First a caveat. Until we have good data most of this thread is theoretical, but to keep you out of suspense, I believe that our current vaccines will protect us from evolving strains of coronavirus.
The reason for this is that the target chosen for these vaccines was its virulence factor, the thing that makes this normally annoying old virus deadly. The capsid spike protein that interacts with our bodies ACE2 receptor.
Viruses need a way to get into cells to infect them. Previous generations had spike proteins that opened doors on tissues of the throat and nose. The ensuing infection and inflammation is the stuffiness that we associate with a cold. You can survive a sore throat.
Viruses may not be smart, but they are fast and plentiful, and random mutations during billions of replication modified this key along the way. Most of these new keys would not turn in the cellar locks. These viruses failed to reproduce and disappeared along with their keys.
Some keys were improvements, fitting better into existing locks and opening the doors easier. Anyone who has had a poorly cut key knows how much jiggling and futzing it can take to turn a lock cylinder. These were more efficient and hence more infectious viruses.
Eventually a key was found not to just the throat, but to every part of the body, via blood vessels. This was pivotal. Now more cells to make more virus. That’s an evolutionary advantage... for the virus, but only if it doesn’t kill off its host.
These new variants, to remain problematic must maintain similarity to the original spike protein. It doesn’t have to be perfect but it has to be very close. Too different and the key no longer fits the lock. When that happens, the virus is relegated to its old ways. The throat.

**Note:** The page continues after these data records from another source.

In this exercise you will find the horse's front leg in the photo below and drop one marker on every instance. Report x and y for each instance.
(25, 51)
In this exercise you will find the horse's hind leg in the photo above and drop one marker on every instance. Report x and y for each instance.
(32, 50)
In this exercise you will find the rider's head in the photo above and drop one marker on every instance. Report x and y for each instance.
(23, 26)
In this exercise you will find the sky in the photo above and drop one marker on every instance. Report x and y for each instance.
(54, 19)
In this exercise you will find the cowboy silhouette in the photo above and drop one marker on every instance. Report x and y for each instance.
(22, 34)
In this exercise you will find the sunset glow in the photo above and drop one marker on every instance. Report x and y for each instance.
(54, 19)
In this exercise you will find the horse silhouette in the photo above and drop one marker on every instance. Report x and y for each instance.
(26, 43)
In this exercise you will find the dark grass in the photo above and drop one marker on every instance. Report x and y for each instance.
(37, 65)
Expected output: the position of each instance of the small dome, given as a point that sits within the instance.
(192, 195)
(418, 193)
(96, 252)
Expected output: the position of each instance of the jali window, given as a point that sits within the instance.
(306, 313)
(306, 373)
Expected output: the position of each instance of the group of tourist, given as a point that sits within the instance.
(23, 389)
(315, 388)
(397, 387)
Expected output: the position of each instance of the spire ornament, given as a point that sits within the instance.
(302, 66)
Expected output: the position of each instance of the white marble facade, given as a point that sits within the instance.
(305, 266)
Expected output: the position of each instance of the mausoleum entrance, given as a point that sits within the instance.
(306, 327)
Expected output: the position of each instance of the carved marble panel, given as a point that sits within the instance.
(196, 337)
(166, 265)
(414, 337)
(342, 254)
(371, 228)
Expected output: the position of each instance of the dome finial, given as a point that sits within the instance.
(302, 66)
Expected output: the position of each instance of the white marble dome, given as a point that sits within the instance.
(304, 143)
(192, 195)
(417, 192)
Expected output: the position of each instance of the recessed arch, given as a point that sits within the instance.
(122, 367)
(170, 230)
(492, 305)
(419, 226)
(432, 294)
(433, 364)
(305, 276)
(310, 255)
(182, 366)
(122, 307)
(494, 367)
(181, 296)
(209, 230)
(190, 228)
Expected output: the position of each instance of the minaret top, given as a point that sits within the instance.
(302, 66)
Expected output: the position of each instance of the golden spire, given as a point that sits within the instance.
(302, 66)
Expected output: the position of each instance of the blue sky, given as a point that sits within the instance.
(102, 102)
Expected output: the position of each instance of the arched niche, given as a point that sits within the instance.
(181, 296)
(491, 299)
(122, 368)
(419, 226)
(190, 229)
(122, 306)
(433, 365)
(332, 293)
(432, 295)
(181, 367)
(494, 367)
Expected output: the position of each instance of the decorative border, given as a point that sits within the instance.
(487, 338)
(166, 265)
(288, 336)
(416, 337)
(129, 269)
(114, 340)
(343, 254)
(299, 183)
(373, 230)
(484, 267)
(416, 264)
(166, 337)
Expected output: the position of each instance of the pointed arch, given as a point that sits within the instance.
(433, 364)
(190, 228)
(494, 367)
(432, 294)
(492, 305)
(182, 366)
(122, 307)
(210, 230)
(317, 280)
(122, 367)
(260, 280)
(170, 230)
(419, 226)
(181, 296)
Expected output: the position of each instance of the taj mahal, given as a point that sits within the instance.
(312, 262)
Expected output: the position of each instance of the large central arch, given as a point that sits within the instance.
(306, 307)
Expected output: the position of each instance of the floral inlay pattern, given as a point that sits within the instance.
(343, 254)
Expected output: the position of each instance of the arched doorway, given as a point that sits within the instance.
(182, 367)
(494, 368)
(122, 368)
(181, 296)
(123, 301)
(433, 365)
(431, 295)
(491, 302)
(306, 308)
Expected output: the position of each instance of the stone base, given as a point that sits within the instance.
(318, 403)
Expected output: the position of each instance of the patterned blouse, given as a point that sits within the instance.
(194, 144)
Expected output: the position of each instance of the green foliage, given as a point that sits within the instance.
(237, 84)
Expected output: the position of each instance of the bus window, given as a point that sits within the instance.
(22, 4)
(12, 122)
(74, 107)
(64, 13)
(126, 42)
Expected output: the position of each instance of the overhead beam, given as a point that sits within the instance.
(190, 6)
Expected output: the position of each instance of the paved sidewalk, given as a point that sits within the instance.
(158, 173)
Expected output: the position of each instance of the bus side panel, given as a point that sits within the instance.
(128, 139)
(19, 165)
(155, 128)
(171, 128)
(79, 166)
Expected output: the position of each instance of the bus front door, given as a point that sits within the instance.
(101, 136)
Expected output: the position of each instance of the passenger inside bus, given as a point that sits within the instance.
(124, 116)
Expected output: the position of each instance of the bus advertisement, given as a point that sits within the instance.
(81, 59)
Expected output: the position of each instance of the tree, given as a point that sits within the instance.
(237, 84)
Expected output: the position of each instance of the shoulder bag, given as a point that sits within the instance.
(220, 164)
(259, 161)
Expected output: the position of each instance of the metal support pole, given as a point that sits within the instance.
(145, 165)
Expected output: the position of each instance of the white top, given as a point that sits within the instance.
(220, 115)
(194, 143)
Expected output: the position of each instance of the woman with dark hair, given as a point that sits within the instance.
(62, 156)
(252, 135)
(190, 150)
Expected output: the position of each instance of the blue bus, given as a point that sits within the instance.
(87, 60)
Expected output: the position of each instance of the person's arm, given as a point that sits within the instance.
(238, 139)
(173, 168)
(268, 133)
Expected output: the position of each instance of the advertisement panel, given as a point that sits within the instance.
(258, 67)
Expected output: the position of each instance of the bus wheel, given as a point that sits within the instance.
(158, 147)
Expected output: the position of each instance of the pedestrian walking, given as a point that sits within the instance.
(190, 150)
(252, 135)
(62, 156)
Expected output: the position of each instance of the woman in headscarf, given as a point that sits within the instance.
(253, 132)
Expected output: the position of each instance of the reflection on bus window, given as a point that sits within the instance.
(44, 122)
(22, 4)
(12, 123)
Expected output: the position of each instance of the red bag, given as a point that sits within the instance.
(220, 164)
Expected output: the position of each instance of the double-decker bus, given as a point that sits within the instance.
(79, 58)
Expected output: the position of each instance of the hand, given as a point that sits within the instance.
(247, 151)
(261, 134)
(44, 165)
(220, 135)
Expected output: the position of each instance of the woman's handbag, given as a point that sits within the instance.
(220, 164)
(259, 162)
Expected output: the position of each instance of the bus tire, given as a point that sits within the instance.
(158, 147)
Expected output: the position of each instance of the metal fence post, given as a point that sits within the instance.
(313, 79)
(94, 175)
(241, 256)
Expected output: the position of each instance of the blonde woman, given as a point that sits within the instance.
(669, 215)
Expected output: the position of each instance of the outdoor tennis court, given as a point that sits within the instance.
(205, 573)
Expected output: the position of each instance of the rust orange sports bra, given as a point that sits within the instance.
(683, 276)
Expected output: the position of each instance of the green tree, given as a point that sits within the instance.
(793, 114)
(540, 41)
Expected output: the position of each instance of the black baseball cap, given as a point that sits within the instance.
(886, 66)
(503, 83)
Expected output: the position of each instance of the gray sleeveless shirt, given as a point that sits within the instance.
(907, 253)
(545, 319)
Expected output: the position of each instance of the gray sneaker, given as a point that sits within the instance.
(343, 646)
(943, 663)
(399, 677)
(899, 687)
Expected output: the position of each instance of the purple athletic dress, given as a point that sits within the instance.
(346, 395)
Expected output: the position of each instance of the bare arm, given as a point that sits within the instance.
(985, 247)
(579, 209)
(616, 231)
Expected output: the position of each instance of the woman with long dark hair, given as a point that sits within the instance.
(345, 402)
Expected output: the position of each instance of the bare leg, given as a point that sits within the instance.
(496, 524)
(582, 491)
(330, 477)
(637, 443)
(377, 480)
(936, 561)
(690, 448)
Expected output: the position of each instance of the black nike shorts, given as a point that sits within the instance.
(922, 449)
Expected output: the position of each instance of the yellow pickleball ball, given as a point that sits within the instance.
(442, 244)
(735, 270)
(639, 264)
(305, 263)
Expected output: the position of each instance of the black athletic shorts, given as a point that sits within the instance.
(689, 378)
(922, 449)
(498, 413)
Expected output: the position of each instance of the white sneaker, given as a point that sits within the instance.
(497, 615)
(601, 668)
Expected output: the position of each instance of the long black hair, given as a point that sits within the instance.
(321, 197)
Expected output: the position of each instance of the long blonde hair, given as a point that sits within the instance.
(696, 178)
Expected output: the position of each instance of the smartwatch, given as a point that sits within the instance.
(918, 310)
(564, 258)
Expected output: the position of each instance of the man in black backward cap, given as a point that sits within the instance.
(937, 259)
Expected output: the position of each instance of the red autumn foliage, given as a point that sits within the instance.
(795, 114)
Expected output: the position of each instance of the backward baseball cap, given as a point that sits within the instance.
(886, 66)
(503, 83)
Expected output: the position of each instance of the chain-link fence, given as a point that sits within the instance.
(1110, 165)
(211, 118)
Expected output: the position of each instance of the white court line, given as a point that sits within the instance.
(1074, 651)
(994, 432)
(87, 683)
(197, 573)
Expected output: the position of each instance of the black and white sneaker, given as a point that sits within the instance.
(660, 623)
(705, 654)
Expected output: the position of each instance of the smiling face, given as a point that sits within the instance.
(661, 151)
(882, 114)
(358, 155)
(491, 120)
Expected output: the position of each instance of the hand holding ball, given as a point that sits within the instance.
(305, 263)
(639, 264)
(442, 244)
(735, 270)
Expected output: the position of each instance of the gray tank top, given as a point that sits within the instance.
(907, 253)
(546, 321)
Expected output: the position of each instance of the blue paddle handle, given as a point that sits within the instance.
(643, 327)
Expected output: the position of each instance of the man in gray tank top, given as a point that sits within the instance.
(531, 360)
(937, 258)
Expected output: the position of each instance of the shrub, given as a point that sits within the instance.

We’ve seen this new variant B1.1.7 refine its key to better fit our locks, but it still fits the antibodies created by these vaccines well, and hence will be managed by the vaccine.
Any other modification to spike proteins that are drastic enough to not fit antibodies should also not fit the ACE2 receptor.
Now there is nuance to this. Just as receptor affinity influences infectivity, it will likely influence vaccine protection, and so these variants may reduce effectiveness of the vaccines, but this remains to be seen.
Overall, however the best thing we can do is continue with rapid vaccination to reduce population morbidity. In effect providing evolutionary pressure to push the virus back to its old ways, while allowing it to naturally attenuate.
Cuz in the end Rona doesn’t really want to kill us. That was just an unfortunate side effect. 🤔
Also full apology to virologists, immunologists and microbiologists, as my courses were taken years ago. And also my eternal gratitude. Please correct me ad lib!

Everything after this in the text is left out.